The key benefits of this setup compared to a typical design that has a bunch of Spark application running individually are
1. Decouple streaming batches process from triggering model calculation, model calculations are triggered at a different pace from the stream processing.
2. Model is always processing the latest data, using pure rdd APIs.
3. Launch various operations in different threads on the driver node, ensuring them got submitted to the appropriate fair scheduler pool. Let FAIR scheduler to do the resource distribution.
4. Share code and time by sharing the actual data transformation (like the rdds in the intermediate steps).
5. Support adhoc queries on intermediate state without a dedicated serving layer or output protocol.
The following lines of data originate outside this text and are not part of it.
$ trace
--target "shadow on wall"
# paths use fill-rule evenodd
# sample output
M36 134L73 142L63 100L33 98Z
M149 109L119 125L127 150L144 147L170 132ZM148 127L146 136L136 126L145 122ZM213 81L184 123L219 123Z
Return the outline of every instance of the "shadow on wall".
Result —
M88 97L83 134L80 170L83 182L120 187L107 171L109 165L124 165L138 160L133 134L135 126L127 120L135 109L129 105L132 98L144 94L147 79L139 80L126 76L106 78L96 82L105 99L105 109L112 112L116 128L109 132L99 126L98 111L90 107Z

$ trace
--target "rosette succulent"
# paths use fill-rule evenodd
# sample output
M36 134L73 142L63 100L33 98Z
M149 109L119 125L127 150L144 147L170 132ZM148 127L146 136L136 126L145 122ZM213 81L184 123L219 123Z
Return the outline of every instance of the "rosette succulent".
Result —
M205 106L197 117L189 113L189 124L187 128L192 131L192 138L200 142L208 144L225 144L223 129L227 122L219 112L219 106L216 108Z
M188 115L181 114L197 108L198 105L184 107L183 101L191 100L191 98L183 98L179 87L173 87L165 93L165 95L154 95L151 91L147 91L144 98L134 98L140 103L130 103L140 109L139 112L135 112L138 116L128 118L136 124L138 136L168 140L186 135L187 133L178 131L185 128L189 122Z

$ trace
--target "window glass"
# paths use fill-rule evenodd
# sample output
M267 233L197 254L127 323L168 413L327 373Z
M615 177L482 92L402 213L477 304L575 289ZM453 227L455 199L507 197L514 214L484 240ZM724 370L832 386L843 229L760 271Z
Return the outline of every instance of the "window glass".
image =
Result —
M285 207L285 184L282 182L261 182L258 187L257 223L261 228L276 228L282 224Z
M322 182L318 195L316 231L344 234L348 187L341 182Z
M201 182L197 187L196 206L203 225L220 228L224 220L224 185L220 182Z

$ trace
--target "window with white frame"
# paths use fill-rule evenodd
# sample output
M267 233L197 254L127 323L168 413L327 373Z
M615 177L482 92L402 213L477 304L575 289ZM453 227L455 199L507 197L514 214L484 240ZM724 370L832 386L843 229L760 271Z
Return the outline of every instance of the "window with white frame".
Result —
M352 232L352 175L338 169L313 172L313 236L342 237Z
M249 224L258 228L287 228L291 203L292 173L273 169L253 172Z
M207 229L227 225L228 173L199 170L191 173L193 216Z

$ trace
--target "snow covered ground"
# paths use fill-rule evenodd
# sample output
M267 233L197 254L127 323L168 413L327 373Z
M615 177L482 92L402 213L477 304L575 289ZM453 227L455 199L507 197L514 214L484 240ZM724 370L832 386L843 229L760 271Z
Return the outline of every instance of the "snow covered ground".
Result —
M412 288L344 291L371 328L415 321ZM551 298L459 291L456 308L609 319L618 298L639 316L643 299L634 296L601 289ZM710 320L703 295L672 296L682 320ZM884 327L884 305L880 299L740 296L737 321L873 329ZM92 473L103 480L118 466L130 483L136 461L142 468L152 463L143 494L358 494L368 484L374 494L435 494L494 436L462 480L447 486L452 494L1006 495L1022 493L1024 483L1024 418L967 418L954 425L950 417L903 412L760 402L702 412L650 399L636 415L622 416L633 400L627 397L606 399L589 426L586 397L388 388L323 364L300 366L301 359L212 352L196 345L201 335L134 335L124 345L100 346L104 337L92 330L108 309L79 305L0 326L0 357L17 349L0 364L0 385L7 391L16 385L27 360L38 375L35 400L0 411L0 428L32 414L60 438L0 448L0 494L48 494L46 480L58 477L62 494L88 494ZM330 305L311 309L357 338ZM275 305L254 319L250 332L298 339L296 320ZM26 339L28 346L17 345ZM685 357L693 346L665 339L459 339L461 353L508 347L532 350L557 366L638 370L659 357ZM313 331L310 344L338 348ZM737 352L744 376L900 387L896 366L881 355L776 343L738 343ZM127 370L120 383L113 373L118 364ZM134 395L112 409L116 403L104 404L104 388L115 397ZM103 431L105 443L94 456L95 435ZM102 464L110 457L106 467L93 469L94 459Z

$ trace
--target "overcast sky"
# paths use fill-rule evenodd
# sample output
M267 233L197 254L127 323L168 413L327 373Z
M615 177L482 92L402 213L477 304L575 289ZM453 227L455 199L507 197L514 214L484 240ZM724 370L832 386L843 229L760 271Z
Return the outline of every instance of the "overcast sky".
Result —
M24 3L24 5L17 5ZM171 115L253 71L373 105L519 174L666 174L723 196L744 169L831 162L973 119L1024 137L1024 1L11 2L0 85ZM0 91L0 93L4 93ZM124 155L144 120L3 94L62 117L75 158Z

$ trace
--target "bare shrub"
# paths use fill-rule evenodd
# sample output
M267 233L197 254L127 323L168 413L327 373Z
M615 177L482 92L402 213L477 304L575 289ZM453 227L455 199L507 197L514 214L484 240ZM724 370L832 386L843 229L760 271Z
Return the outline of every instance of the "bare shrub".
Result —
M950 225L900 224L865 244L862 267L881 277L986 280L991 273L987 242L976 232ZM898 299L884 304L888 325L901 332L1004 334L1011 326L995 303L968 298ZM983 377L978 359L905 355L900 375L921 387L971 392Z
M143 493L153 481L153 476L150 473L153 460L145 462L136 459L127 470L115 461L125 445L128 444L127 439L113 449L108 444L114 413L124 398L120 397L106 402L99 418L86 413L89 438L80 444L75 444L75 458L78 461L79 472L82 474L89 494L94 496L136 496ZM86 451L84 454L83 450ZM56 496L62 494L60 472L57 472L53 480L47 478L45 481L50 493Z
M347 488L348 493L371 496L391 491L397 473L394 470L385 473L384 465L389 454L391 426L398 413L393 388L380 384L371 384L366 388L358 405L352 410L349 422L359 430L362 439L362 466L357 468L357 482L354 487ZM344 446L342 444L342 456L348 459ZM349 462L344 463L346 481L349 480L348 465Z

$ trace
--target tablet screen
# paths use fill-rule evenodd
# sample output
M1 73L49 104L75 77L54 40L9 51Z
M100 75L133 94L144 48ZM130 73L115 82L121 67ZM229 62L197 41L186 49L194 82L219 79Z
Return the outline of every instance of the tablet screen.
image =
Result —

6. Only one app to monitor and tune.
Session hashtag: #SFdev17
Robert has a hybrid background of Stats, Econ and CS. He enjoys making decisions, especially through the system he built. During his three years at Groupon, he uses Spark to support a production low-latency anti-hacker system. To run the system faster and more robust, he has experimented multiple “hidden” usage patterns, which are not yet well-known by the vast majority, and has also written tools to fulfill these ideas. One of his tools, Sparklint, was open sourced during Spark Summit EU 2016.